Add Sm120 blockscaled FP4 GEMM path by alecco · Pull Request #127 · Dao-AILab/quack

alecco · 2026-04-30T12:12:16Z

Requires NVIDIA/cutlass#3185

Author: Alecco (& Codex) for Ologan

Summary

This PR adds the first guarded SM120 blockscaled GEMM path using the existing blockscaled GEMM interface, rather than adding a separate SM120-specific frontend.

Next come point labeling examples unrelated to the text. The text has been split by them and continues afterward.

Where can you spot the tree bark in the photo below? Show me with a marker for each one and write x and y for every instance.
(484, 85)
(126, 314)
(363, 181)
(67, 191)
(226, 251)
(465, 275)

This is a first implementation not optimized. Optimization will be done in a subsequent PR.

Supported SM120 scope:

A/B: Float4E2M1FN FP4 operands, packed as torch.float4_e2m1fn_x2
NVFP4 scales: Float8E4M3FN, sf_vec_size=16
MXFP4 scales: Float8E8M0FNU, sf_vec_size=32
Accumulator: Float32
Output: BFloat16
Shapes: M % 128 == 0, N % 128 == 0, K % 64 == 0, L == 1
Tile/cluster: tile_shape_mnk=(128,128,64), cluster_shape_mnk=(1,1,1)

Unsupported for this first path:

C / beta
varlen
gather_A
grouped/sparse kernels
multicast clusters
output FP4 quantization
generic autodispatch
SM120 FP8/INT8 blockscaled paths

Implementation Notes

SM120 uses a padded row-major physical scale layout:

logical_scale_cols = ceil(K / sf_vec_size)
physical_scale_cols = round_up(logical_scale_cols, 16)

SFA shape = (M, physical_scale_cols, 1)
SFB shape = (N, physical_scale_cols, 1)

Compact scale rows such as (M, 4) are rejected before launch because SM120 TMA on compact row-major scale pages with row stride below 16 bytes traps. Padding columns are
ignored by the kernel.

For K > 64, K64 partials are accumulated through an FP32 shared-memory scratch tile and D is converted to BF16 only once on the final K tile. This preserves FP32
accumulation semantics instead of rounding through BF16 between K tiles.

The SM120 FFI compile path still calls the JIT-only blockscaled entry directly, after host-side validation, because it compiles logical fake CuTe tensor views over packed
torch storage. The class-level blockscaled_call keeps host validation for logical class-call tensors.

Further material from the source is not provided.